Craft brewers can only take advantage of these opportunities by moving away from a model that has made them successful over the past decade. While many brewers will naturally gravitate towards their core expertise, the reality is that the game is being won and lost in the approach to the supply chain. Craft brewers must build a new model for growth that leverages the evolution we will see in the distribution and retail markets.

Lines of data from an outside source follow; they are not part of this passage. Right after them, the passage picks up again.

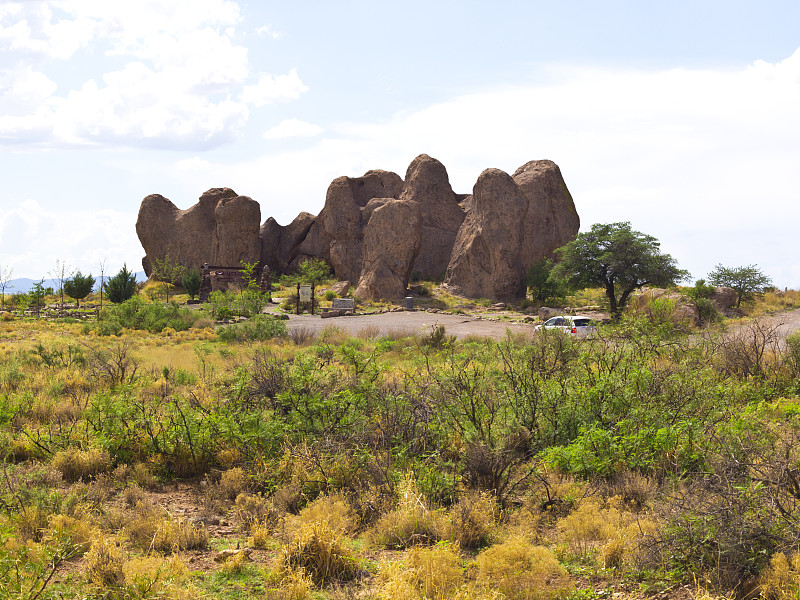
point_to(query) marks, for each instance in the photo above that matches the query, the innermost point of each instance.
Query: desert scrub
(75, 464)
(472, 520)
(411, 523)
(320, 553)
(259, 328)
(334, 511)
(423, 573)
(519, 570)
(152, 530)
(104, 563)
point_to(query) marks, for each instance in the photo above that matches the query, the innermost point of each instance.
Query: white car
(573, 325)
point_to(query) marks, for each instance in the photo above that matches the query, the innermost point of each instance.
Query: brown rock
(235, 236)
(551, 219)
(486, 256)
(427, 184)
(186, 235)
(724, 297)
(391, 243)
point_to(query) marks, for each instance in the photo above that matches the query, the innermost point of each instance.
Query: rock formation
(486, 258)
(376, 230)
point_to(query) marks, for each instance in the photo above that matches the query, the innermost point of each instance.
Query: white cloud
(268, 31)
(270, 89)
(169, 75)
(289, 128)
(193, 165)
(704, 160)
(34, 238)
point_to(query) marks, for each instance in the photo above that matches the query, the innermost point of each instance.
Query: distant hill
(24, 284)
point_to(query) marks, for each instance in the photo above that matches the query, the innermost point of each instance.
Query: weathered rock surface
(441, 216)
(235, 238)
(391, 243)
(724, 297)
(186, 235)
(550, 219)
(486, 258)
(372, 226)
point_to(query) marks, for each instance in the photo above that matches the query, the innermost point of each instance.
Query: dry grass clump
(472, 520)
(251, 510)
(289, 585)
(152, 530)
(519, 570)
(75, 465)
(104, 563)
(153, 577)
(233, 482)
(319, 552)
(781, 579)
(411, 523)
(80, 532)
(604, 529)
(334, 511)
(425, 573)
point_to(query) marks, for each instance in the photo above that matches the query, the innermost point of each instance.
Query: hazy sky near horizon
(682, 117)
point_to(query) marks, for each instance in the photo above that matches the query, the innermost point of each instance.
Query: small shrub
(427, 573)
(259, 328)
(151, 530)
(253, 510)
(472, 520)
(334, 511)
(411, 523)
(80, 532)
(104, 563)
(75, 465)
(520, 570)
(319, 552)
(781, 579)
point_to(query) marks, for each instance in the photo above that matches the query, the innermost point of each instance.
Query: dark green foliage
(79, 286)
(258, 328)
(134, 313)
(747, 281)
(618, 259)
(36, 296)
(121, 286)
(192, 281)
(542, 284)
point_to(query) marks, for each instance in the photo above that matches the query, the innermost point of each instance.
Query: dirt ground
(490, 325)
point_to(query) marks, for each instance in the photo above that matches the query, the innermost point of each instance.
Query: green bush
(259, 328)
(135, 313)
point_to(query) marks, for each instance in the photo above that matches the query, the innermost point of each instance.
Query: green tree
(5, 284)
(746, 281)
(168, 271)
(79, 286)
(122, 286)
(192, 281)
(617, 258)
(541, 285)
(36, 296)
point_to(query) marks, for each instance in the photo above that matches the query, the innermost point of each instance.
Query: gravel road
(412, 322)
(461, 326)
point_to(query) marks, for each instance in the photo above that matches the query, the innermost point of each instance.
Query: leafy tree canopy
(79, 286)
(122, 286)
(617, 258)
(747, 281)
(192, 281)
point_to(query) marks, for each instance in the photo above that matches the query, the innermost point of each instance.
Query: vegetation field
(155, 453)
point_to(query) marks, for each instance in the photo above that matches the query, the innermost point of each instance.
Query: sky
(680, 117)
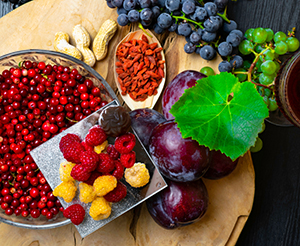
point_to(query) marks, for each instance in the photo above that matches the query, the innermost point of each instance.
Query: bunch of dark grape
(204, 24)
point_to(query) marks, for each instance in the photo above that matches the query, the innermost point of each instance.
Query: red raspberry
(125, 143)
(80, 173)
(128, 159)
(113, 153)
(106, 163)
(117, 194)
(96, 136)
(75, 213)
(73, 152)
(67, 140)
(119, 170)
(92, 178)
(89, 159)
(87, 147)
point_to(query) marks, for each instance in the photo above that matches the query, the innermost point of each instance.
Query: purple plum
(176, 158)
(180, 204)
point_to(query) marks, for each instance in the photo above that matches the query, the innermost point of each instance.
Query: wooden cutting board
(32, 26)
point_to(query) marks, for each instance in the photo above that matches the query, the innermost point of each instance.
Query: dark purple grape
(225, 66)
(220, 166)
(143, 122)
(146, 15)
(133, 15)
(176, 87)
(177, 158)
(129, 4)
(225, 49)
(188, 7)
(189, 48)
(164, 20)
(179, 204)
(207, 52)
(184, 29)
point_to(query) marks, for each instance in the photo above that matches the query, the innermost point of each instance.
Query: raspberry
(113, 153)
(89, 159)
(87, 147)
(92, 178)
(66, 190)
(75, 213)
(100, 148)
(72, 152)
(68, 139)
(128, 159)
(119, 170)
(104, 184)
(96, 136)
(65, 171)
(125, 143)
(100, 209)
(80, 173)
(116, 194)
(86, 193)
(138, 175)
(106, 164)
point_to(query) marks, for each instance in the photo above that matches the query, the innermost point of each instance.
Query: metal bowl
(53, 58)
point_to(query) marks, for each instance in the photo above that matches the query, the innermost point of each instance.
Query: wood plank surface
(33, 25)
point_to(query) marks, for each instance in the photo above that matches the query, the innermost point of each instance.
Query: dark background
(274, 219)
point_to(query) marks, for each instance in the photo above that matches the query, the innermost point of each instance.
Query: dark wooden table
(275, 216)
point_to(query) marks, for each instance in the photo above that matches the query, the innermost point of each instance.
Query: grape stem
(186, 19)
(224, 15)
(143, 29)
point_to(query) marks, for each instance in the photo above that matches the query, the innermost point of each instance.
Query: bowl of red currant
(42, 94)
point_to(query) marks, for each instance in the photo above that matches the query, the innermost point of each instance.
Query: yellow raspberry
(100, 209)
(86, 193)
(66, 190)
(138, 175)
(65, 169)
(99, 148)
(104, 184)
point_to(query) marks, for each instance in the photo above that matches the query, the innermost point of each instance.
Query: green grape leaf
(221, 113)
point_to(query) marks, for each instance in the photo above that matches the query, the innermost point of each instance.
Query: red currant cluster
(37, 101)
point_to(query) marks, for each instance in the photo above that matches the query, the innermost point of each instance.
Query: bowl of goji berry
(140, 69)
(42, 94)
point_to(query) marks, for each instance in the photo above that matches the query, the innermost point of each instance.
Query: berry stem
(186, 19)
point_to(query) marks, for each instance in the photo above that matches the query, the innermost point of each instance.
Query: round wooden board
(33, 26)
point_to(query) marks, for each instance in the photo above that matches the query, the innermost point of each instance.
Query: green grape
(265, 79)
(266, 100)
(207, 71)
(249, 34)
(267, 55)
(293, 44)
(277, 66)
(246, 64)
(263, 127)
(260, 35)
(270, 34)
(259, 48)
(258, 66)
(272, 104)
(281, 48)
(257, 145)
(268, 67)
(279, 36)
(245, 47)
(267, 92)
(241, 77)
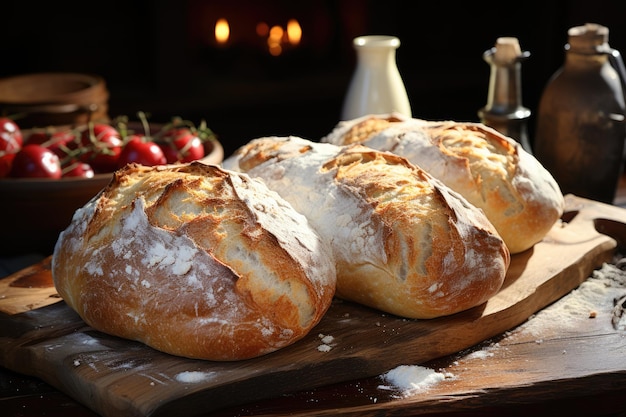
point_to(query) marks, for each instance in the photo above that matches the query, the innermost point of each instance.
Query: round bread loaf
(493, 172)
(194, 261)
(404, 243)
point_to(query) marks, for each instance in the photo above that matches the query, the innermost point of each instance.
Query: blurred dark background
(161, 56)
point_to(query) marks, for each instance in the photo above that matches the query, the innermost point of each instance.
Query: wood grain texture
(119, 377)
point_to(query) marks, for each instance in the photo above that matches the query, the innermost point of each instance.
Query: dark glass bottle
(580, 122)
(504, 111)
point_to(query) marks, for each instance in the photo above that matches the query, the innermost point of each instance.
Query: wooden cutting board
(41, 336)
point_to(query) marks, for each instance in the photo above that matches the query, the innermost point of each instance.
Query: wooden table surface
(579, 371)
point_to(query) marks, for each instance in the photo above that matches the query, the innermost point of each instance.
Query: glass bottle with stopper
(581, 124)
(504, 111)
(376, 86)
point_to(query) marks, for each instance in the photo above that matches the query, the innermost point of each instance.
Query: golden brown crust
(404, 242)
(518, 195)
(194, 261)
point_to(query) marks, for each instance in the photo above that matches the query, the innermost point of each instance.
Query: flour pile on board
(412, 379)
(601, 296)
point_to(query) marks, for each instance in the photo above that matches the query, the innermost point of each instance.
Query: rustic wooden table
(576, 368)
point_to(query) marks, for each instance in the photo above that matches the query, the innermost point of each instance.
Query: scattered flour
(602, 295)
(598, 297)
(327, 341)
(412, 379)
(192, 377)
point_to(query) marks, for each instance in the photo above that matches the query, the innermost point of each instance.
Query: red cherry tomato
(181, 145)
(140, 150)
(11, 139)
(6, 161)
(103, 145)
(35, 161)
(78, 169)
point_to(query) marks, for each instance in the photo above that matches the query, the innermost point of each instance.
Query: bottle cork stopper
(588, 38)
(507, 49)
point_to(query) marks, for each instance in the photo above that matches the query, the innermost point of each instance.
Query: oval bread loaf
(404, 243)
(194, 261)
(518, 195)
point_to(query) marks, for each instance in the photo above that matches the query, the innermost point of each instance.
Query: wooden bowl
(34, 211)
(54, 98)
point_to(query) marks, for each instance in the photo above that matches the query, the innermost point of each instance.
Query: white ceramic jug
(376, 86)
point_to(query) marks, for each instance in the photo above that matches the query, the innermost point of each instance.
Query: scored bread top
(404, 242)
(518, 195)
(194, 261)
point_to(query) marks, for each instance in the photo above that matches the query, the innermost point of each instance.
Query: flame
(274, 39)
(222, 31)
(294, 32)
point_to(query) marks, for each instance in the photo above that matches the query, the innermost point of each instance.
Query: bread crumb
(326, 340)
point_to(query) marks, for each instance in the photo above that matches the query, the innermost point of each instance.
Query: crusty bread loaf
(518, 195)
(404, 243)
(194, 261)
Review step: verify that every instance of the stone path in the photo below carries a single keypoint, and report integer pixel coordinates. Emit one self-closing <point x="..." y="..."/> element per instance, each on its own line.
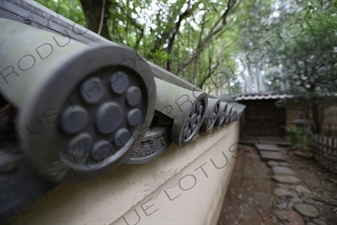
<point x="291" y="191"/>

In neither the current distribution model nor the future model should craft brewers try to be all things to all potential retailers and consumers. Craft brewers must know:

  • the consumer segment being targeted.
  • their brand personality and how to establish and support this identity online.
  • their desired pricing range.
  • their competitive set and how to make their brands stand out within that set.
  • the retailers that understand and serve the consumer target group.
  • marketing and support opportunities available at retailers.

Craft brewers must build a new model for growth to focus on winning in the future!


[i] Mike Snider (2023).  “Is beer getting more expensive? Prices up more than groceries and people are buying fewer brews.”  USA Today.  January 8.